After the banking crisis hit back in the early 1990s, many banks jettisoned or scaled back their internal management training programs to help save money. Those programs often provided cross-trainings that gave employees a broader perspective of bank operations. Today however, retail bankers have less exposure to other business lines or opportunity to understand how each interrelates and contributes to the overall success of a bank. 

Staffers from varying businesses within the same bank are “all separate, usually housed in different parts of the country, so they never see each other. They don’t know anything about the rest of the firm,” says Gerald A. Hanweck, associate dean for graduate programs and a finance professor at the George Mason University School of Management in Virginia. “There have been many attempts to get integrated staff relationships so they can cross-market products, but it’s failed.” 

Bankers armed with a wide-ranging understanding of how a bank operates and what constitutes good leadership can more fully address customers’ needs, says Anita Gentle Newcomb, a banking consultant at A.G. Newcomb & Co. in Maryland.

As the industry grows more competitive, “you’ve got to be sharp and firing on all cylinders. It’s a strategic imperative,” Newcomb says. “Bankers have got to be much better at making sure that their people have been appropriately developed and have the tools and customer intelligence to be able to recognize (customer) needs, offer solutions and just ask for business,” regardless of an employee’s specific responsibility within a bank.

One way to achieve that is to educate bank officers not only about their role, Hanweck says, but also about alternative roles, who supports those and “how bank business is related to each of these.” 

Such an approach, one that essentially breaks down traditional silos, is at the core of the CBA Executive Banking School curriculum.
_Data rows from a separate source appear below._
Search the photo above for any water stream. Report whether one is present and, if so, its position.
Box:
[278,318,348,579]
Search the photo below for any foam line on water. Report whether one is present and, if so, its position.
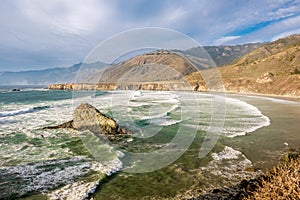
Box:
[0,106,50,117]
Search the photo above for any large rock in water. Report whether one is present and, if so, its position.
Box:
[73,103,128,135]
[43,103,131,136]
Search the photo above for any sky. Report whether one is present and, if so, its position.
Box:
[0,0,300,72]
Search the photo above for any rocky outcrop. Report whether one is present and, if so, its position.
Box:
[48,81,195,91]
[43,103,132,136]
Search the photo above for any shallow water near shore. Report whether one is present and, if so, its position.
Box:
[0,89,300,199]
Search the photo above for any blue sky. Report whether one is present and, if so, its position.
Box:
[0,0,300,71]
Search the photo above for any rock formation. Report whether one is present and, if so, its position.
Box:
[43,103,132,136]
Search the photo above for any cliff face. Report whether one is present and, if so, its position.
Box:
[49,35,300,96]
[186,35,300,97]
[48,82,197,91]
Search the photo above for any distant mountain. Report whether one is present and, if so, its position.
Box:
[82,50,208,83]
[0,62,105,85]
[175,43,263,67]
[187,35,300,96]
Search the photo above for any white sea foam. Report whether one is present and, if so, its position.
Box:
[0,106,50,117]
[223,98,270,137]
[201,146,257,183]
[247,95,300,104]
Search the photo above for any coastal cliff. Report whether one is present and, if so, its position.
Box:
[48,35,300,97]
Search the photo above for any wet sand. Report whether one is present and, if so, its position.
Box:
[223,94,300,170]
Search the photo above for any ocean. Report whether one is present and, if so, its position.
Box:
[0,87,300,199]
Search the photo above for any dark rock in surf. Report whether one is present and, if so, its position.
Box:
[43,103,132,136]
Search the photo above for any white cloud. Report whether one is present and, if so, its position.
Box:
[17,0,111,34]
[213,36,240,45]
[0,0,300,70]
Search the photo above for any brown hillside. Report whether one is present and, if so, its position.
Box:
[187,35,300,96]
[86,50,196,83]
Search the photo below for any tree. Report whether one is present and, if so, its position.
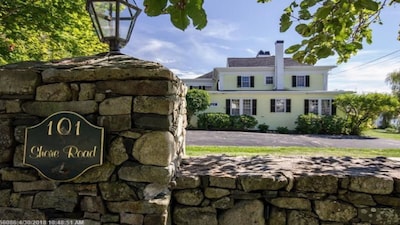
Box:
[0,0,107,65]
[385,70,400,100]
[143,0,400,64]
[186,89,210,121]
[335,93,400,135]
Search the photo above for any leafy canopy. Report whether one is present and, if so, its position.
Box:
[0,0,107,65]
[186,89,210,121]
[144,0,400,64]
[385,70,400,100]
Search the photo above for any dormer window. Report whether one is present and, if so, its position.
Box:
[265,76,274,84]
[237,76,254,88]
[292,75,310,87]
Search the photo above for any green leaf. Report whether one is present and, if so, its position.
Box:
[354,0,379,11]
[279,14,293,32]
[314,6,332,19]
[300,0,317,9]
[317,46,333,58]
[186,0,207,30]
[167,5,190,30]
[143,0,167,16]
[293,50,306,63]
[295,23,311,37]
[299,9,312,20]
[285,44,301,54]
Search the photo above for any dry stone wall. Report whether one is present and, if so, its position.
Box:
[0,55,186,225]
[0,55,400,225]
[171,156,400,225]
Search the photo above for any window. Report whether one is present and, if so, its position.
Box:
[226,99,257,116]
[271,99,291,113]
[308,99,318,115]
[304,99,336,115]
[265,76,274,84]
[237,76,254,88]
[292,75,310,87]
[321,99,333,116]
[229,99,240,116]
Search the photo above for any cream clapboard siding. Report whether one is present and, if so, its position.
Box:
[204,91,346,130]
[284,73,325,91]
[216,67,274,91]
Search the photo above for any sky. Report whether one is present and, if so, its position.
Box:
[121,0,400,93]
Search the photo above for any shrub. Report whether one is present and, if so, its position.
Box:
[198,113,257,130]
[230,115,257,130]
[257,123,269,133]
[295,113,322,134]
[296,114,346,134]
[320,116,346,134]
[276,127,289,134]
[198,113,231,130]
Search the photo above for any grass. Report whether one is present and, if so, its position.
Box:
[186,129,400,158]
[186,146,400,158]
[363,129,400,140]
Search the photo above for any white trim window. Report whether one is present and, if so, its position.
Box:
[292,75,310,87]
[270,98,291,113]
[265,76,274,85]
[226,99,257,116]
[304,99,336,116]
[237,76,254,88]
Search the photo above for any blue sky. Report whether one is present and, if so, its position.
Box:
[122,0,400,93]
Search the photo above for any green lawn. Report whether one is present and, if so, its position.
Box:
[186,129,400,158]
[364,129,400,140]
[186,146,400,158]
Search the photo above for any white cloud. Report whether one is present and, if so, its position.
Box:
[201,19,238,40]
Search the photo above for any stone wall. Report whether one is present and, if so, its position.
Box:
[0,55,400,225]
[171,156,400,225]
[0,55,186,225]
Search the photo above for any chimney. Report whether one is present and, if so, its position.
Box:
[275,40,285,90]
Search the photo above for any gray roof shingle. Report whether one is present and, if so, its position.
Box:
[228,56,309,67]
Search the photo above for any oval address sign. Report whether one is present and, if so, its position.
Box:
[23,111,104,181]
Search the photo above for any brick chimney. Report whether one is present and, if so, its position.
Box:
[275,40,285,90]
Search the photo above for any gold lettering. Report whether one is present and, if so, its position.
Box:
[63,145,97,159]
[29,145,60,159]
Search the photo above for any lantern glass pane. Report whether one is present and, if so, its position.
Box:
[93,2,117,39]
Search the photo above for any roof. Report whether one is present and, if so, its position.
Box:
[228,56,309,67]
[196,71,214,79]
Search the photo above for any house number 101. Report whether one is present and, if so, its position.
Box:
[47,117,81,136]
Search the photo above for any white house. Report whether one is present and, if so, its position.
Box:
[183,41,349,129]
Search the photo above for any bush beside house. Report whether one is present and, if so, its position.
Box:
[197,113,258,130]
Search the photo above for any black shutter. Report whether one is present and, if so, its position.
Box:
[331,99,336,116]
[237,76,242,87]
[286,99,292,112]
[271,99,275,112]
[306,75,310,87]
[304,99,309,114]
[251,99,257,116]
[225,99,231,115]
[292,76,296,87]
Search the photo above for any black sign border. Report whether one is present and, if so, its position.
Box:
[22,111,104,182]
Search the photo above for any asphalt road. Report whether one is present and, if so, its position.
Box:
[186,130,400,149]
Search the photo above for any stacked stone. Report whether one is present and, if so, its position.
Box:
[0,55,186,225]
[171,156,400,225]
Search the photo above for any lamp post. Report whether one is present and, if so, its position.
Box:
[86,0,142,54]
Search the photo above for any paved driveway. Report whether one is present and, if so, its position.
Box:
[186,130,400,149]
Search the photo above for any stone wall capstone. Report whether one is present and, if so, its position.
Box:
[171,155,400,225]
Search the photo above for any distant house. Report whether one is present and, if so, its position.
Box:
[183,41,349,129]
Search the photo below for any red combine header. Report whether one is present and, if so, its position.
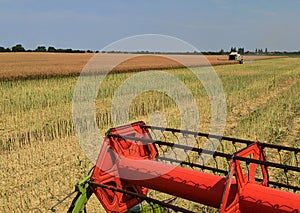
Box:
[51,122,300,213]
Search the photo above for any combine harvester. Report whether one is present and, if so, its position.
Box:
[52,122,300,213]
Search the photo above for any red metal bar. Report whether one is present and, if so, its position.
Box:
[117,158,300,213]
[91,122,300,213]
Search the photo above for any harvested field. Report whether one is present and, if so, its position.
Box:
[0,53,286,79]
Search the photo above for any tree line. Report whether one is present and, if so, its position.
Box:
[0,44,300,55]
[0,44,98,53]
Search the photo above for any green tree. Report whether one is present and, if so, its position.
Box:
[34,46,47,52]
[48,46,56,52]
[11,44,25,52]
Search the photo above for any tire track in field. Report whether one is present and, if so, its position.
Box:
[227,79,298,130]
[281,105,300,148]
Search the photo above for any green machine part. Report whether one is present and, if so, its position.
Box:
[68,170,93,213]
[61,169,165,213]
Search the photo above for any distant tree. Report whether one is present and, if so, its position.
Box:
[11,44,25,52]
[34,46,47,52]
[47,46,56,52]
[0,47,6,52]
[230,47,236,52]
[238,48,245,55]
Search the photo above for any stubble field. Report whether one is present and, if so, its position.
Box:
[0,54,300,212]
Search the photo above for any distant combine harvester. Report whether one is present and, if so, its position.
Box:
[228,52,244,64]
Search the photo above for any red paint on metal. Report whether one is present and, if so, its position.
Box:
[92,123,300,213]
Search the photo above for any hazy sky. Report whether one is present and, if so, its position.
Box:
[0,0,300,51]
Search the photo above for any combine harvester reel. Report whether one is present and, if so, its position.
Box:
[52,122,300,213]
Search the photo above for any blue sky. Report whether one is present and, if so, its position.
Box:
[0,0,300,51]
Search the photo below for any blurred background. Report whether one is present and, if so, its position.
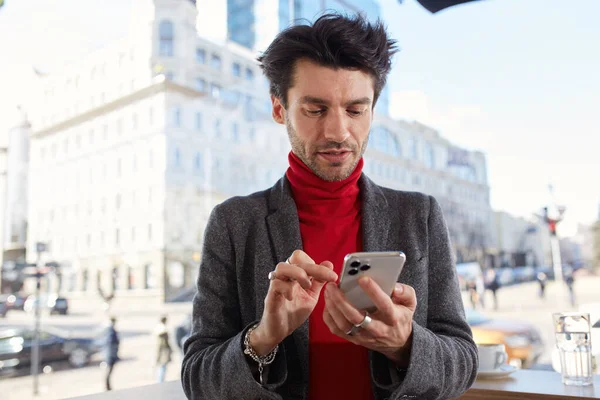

Graduates of the exclusive program gain a comprehensive understanding of retail banking – and banking overall – as well as the critical skills to propel them into more complex leadership positions.

Newcomb stresses that professional development opportunities such as the CBA program are a sound investment for today’s banks – from small players to large ones. “It allows employees to hear from experts about all areas of a bank,” she says. “It just broadens their perspective and understanding of how it all fits together.” 

That was Christy Merecka’s experience at the CBA program. “You’re not just in your box, thinking about the things you need to do,” says the 2012 graduate, an assistant vice president of financial analysis at Frost Bank in Texas. “You’re thinking about what the bank needs to do and about the future of the bank.” 

While graduates such as Merecka may indeed return to a workplace environment with limited integration among business lines, they do so liberated from the silo mentality. It is a priceless perspective that transforms how they approach their work. And it’s a perspective the CBA program cultivates year after year as it continues to inspire the next generation of innovative leaders in retail banking.